Дверь расправляется, рейки вдавливаются в деревянное полотно, и теперь предо мной ровная, гладкая поверхность. На ней проступает первый рисунок – гермафродит теряет каплю крови. Эта капля останавливается у его ног, из неё вырастают дома. Красный контур обрисовывает мне нечто вроде района новостроек, из маленькой черной точки в изображение впрыскивается хаотичный черный цвет. Он смешивается с красным, превращается в некое подобие кубической личинки. Личинка растет и развивается, словно на ускоренной видеозаписи, отбрасывает от себя кубики, многократно совокупляется сама с собой и многократно перерождается,  с каждым разом становясь всё больше и противоестественней.
Я балансирую на грани экстаза и агонии. Именно так я себе и представлял этот процесс, и более того, я знаю что сейчас произойдет. Нетерпение зашкаливает мои внутренние датчики, сейчас случиться то, о чём я и думал.

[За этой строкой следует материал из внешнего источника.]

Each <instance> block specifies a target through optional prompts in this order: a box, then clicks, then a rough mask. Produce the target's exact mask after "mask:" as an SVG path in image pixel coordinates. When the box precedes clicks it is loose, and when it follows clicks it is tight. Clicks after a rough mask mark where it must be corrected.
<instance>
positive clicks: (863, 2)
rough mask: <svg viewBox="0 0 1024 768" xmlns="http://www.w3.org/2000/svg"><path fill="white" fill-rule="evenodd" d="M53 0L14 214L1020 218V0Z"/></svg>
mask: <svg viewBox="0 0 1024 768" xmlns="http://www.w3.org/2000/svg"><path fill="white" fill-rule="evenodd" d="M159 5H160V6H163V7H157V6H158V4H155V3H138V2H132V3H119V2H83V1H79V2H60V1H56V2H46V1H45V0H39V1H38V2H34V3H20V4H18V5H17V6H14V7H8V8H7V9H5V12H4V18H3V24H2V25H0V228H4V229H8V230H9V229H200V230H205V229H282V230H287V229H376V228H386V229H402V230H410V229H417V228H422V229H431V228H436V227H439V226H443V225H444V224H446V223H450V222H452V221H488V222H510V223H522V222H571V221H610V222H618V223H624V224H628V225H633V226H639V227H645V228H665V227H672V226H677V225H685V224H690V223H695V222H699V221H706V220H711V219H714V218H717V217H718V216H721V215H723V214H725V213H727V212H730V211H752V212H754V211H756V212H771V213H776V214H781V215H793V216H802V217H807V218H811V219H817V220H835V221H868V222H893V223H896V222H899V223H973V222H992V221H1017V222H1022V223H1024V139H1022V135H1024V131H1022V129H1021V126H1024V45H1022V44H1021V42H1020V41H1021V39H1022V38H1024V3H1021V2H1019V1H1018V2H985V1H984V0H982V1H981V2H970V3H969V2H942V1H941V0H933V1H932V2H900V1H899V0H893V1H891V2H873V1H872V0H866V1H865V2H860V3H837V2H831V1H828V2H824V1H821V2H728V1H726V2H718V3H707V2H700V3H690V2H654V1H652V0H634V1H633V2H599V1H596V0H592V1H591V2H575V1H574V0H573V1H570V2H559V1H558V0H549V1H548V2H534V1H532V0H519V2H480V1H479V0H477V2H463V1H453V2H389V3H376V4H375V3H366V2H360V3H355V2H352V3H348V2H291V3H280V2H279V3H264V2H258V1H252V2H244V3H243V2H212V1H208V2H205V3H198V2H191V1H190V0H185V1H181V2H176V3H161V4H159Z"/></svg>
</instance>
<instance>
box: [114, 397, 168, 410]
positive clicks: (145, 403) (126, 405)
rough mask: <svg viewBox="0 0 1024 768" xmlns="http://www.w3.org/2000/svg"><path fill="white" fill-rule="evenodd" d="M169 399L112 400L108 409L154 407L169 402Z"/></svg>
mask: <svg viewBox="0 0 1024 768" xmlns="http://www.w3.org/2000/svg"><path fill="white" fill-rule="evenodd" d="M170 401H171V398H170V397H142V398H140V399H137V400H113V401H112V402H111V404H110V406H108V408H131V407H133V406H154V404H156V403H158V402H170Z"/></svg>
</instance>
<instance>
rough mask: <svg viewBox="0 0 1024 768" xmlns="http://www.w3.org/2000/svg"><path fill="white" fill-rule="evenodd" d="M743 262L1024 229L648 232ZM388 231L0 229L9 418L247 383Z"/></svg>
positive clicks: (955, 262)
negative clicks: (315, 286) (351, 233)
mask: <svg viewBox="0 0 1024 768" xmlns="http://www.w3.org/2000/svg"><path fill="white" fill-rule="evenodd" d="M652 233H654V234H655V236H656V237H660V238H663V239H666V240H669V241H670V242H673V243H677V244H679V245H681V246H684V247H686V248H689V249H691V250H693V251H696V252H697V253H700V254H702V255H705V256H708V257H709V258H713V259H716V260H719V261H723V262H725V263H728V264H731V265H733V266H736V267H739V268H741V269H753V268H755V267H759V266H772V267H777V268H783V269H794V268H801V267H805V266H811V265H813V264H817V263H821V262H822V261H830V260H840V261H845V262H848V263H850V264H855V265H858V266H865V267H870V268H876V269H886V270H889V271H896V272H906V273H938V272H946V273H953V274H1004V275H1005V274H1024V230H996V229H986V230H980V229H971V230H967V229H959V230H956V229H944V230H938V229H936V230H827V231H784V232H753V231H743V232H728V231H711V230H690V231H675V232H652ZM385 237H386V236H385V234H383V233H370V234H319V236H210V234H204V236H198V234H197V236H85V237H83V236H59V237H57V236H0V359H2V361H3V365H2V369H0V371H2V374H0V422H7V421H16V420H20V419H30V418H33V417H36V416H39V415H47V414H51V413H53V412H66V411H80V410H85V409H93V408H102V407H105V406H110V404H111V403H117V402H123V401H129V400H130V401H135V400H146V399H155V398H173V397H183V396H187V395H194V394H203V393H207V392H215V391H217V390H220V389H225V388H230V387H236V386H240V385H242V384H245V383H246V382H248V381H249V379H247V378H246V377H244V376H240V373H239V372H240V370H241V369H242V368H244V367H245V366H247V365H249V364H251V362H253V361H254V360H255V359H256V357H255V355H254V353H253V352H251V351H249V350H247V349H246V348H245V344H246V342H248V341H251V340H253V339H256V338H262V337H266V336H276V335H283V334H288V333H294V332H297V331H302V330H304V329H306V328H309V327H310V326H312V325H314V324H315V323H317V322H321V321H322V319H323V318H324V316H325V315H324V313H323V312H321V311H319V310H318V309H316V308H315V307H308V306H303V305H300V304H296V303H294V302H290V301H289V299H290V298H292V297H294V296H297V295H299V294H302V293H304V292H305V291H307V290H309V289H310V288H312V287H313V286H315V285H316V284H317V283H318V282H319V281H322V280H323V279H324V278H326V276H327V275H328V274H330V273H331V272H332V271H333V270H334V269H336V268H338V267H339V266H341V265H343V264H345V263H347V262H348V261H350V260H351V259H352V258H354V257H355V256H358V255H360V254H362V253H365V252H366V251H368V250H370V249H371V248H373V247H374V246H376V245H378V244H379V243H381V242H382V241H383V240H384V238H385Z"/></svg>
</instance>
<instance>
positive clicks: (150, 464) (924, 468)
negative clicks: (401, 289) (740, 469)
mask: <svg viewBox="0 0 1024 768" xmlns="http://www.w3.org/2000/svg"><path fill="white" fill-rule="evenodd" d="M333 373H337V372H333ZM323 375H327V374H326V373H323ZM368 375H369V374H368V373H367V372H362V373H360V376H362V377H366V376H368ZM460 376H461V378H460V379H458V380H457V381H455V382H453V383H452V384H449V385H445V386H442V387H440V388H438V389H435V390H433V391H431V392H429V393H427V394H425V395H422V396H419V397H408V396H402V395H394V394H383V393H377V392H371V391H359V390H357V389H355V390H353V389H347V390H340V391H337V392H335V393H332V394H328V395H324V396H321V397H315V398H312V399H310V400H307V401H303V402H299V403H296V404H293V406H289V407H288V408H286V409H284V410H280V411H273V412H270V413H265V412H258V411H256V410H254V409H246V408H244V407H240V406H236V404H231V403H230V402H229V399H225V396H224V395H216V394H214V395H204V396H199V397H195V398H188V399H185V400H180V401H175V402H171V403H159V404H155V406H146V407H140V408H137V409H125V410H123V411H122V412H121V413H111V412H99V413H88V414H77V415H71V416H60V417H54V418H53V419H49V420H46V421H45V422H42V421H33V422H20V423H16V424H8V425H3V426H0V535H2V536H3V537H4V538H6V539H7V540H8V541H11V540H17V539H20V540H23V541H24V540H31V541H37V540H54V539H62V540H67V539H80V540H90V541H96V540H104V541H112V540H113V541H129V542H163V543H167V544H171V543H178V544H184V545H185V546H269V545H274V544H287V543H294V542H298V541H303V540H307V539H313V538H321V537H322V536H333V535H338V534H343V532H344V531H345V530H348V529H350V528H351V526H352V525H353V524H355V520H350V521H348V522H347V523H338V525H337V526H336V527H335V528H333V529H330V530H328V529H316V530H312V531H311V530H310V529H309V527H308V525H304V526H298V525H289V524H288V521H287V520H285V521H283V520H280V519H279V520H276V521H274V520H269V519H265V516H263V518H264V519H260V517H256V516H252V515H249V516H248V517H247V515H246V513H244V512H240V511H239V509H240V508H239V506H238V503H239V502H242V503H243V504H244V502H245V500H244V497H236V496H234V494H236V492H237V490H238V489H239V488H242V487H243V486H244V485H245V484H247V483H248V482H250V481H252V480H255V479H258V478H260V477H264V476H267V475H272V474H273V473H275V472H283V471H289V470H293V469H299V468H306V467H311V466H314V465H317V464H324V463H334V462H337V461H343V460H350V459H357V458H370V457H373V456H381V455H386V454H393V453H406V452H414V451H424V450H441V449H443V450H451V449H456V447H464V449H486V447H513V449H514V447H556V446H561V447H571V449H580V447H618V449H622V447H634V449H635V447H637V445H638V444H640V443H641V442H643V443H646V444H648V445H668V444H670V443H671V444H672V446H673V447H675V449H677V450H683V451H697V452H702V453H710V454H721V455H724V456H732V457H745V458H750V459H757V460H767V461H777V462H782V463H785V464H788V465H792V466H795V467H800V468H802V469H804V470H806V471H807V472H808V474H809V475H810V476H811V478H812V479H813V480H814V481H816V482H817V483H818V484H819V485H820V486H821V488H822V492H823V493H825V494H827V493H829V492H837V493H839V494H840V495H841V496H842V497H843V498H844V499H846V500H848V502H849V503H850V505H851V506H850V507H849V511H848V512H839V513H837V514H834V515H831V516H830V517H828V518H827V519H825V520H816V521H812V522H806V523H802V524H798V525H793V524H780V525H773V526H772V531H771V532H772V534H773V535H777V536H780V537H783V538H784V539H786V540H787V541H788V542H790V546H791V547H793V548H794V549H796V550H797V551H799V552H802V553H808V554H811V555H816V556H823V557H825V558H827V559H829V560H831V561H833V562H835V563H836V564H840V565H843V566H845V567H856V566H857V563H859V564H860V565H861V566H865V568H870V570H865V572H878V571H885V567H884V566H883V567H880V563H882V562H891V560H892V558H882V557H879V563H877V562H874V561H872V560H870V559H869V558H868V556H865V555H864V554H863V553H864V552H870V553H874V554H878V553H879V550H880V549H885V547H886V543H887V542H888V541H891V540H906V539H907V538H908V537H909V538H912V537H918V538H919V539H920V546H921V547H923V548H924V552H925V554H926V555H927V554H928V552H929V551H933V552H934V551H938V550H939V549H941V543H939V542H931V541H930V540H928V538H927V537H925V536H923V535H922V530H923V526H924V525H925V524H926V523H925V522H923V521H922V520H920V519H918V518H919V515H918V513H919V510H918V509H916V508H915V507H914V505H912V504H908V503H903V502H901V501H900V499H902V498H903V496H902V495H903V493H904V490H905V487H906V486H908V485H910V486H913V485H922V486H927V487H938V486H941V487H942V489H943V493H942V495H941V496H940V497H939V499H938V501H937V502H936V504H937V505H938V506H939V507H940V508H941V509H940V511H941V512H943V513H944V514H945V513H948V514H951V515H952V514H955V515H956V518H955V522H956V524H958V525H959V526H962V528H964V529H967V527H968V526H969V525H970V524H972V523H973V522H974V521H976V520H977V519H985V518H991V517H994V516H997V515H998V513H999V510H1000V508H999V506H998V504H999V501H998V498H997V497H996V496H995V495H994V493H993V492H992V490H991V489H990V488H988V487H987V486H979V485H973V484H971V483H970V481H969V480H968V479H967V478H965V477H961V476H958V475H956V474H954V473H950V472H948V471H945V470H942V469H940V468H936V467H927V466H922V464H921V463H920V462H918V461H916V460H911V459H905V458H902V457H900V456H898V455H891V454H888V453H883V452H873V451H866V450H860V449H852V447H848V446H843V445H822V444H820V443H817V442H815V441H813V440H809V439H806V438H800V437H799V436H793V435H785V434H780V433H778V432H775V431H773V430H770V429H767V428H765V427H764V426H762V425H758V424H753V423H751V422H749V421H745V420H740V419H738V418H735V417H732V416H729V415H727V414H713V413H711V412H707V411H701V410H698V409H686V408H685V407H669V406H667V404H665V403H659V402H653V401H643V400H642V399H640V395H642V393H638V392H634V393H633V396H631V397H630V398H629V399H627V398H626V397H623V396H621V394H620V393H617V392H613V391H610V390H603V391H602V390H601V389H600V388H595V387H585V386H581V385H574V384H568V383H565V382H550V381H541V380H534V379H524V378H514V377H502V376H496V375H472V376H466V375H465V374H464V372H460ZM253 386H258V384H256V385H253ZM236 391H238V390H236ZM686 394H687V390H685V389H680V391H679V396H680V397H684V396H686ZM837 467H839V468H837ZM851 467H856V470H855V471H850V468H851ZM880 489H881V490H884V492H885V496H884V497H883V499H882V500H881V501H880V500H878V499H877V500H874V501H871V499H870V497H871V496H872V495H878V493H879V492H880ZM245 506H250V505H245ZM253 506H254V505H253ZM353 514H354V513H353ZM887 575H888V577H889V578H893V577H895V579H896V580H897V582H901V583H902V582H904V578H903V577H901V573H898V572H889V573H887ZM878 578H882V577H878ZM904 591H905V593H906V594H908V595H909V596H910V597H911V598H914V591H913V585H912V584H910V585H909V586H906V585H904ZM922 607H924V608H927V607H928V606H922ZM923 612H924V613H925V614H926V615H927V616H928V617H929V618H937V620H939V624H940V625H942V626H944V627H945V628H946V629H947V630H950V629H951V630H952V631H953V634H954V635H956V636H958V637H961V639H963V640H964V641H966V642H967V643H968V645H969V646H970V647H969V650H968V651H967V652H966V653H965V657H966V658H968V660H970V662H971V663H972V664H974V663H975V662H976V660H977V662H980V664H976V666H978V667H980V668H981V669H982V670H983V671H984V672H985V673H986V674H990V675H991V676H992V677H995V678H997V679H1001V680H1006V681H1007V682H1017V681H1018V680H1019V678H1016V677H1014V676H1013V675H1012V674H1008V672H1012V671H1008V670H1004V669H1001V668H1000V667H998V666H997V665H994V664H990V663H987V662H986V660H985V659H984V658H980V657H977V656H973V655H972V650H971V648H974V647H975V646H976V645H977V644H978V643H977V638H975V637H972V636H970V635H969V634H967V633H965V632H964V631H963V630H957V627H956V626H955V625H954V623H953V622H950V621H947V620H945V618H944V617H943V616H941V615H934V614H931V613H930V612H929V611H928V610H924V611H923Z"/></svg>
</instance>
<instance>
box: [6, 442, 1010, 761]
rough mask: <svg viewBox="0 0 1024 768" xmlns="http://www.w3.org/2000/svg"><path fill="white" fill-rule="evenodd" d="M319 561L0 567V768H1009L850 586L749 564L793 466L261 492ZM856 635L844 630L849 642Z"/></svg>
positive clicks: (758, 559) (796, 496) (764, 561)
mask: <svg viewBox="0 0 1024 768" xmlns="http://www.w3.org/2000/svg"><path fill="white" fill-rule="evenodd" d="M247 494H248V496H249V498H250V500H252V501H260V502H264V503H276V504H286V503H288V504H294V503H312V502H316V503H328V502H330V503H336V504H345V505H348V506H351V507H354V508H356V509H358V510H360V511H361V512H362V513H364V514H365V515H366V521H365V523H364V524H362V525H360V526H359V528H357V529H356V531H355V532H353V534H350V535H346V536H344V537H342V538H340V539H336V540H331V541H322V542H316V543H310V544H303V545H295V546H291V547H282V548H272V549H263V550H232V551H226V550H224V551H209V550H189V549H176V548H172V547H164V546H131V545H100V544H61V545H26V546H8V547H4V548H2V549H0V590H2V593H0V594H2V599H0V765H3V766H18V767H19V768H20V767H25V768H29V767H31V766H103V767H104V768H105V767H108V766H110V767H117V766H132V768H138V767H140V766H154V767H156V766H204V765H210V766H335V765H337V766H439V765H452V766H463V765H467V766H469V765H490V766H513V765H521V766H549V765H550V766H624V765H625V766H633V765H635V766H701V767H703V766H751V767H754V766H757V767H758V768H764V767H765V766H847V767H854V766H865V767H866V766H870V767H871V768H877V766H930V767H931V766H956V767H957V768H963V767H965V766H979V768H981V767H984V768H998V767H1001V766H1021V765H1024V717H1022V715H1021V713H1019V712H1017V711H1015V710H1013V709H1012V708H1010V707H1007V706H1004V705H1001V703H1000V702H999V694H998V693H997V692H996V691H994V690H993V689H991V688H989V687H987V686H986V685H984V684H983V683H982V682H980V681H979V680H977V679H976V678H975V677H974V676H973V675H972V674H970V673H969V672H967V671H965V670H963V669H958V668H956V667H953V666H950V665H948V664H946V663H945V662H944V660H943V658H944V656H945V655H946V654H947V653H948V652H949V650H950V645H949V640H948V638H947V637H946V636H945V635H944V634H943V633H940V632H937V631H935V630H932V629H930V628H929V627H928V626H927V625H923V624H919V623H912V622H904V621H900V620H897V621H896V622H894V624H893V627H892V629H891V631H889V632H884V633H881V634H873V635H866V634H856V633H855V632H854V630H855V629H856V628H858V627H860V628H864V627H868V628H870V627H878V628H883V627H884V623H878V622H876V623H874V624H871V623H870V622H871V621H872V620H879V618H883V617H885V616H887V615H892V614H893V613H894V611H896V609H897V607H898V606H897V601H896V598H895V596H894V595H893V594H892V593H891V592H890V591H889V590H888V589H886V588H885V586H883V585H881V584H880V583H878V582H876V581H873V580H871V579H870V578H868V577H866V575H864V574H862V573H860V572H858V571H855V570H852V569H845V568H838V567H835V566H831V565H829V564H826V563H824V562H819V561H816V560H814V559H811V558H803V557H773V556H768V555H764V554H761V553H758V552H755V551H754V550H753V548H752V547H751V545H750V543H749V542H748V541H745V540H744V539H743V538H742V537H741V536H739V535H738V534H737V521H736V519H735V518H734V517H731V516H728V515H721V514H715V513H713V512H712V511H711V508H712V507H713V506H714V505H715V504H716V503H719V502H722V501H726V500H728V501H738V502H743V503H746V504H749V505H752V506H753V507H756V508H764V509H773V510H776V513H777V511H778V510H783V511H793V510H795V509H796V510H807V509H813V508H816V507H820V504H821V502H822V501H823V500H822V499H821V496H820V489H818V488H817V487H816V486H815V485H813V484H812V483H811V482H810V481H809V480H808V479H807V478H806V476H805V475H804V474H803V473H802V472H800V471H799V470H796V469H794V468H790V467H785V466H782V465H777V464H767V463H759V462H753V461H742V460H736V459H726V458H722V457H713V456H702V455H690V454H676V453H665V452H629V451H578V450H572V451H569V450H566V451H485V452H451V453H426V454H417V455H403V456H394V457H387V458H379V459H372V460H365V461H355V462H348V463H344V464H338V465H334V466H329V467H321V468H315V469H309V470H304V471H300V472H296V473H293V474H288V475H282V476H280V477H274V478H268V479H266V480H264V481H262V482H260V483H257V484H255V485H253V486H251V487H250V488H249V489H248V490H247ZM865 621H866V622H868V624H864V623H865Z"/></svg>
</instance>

Развившись в конечную особь, личинка пожирает гермафродита.
Изображение исчезает, дверь снова становиться нормальной.
Остался последний вопрос. Я напрягаю память и стараюсь обуздать речь. Язык не шевелиться во рту, ведь за последнюю секунду, минуя восприятие, в мой разум иглой впрыснули огромное количество информации.
 - Как это остановить? – я задаю последний вопрос.
В ответ на свой вопрос я услышал хохот. Дикий и первобытный, будто дьявол смеется над грешниками. От него затряслись стены, ходуном заходили половицы, загудел потолок.
- Это невозможно остановиться. – сказал тот, кто находился за дверью. – Это было всегда и всегда останется, в вечности, которая каждый день пересекается с вашим миром. Это было изображено на наскальных рисунках, в сожженных книгах, в манускриптах из затонувших библиотек. Никто никогда не сможет понять это, и уж тем более, остановить. В последнее время это нашло себе более материальную форму, но далеко не последнюю.
Я несмело протягиваю руку, кулак трясется, пальцы едва сжимаются. Три раза стучу в дверь, и прошу зайти.
- Выходи. – говорит голос.
Я открываю дверь, дыхание рвется, как непрочные шелковые нитки. Темнота обступает меня со всех сторон. Только эта не та темнота, которую мы видим ночью в углах. Эта темнота тяжелая и материальная.
Лес. Скорченные стволы деревьев, трепещущие листья, гудение насекомых и пасмурное небо все теми же лоскутами над головой.
Я оглядываюсь по сторонам. Что-то не так. Не с реальностью, что-то не так во мне.
Провожу рукой по голове – темные волосы, длинные, чуть ниже плеч. Я одет в кеды, короткую джинсовую юбку. Теперь у меня есть грудь, и прямо поперек этих бугорков на белом фоне появилась надпись – WMC.
Теперь я – это она. Соответственно – теперь я тоже ложь.
Нет, этого просто не может быть. Как не может быть того, что я увидел.
Я иду по лесу, приближаюсь к кирпичному домику садовника.
По тротуару медленно ползут люди, тянут за собой детей, кое-где дрожат воздушные шарики, покачиваются на волнах бриза сумасшедшего пустые качели.
Не может быть? Неужели теперь и я стал неправдой, и теперь я знаю все, что нужно говорить и делать, словно кто-то загрузил в мой мозг такую программу. Нет, не может быть…
Главное – просто отсечь лишние детали. И не разбрасываться попусту.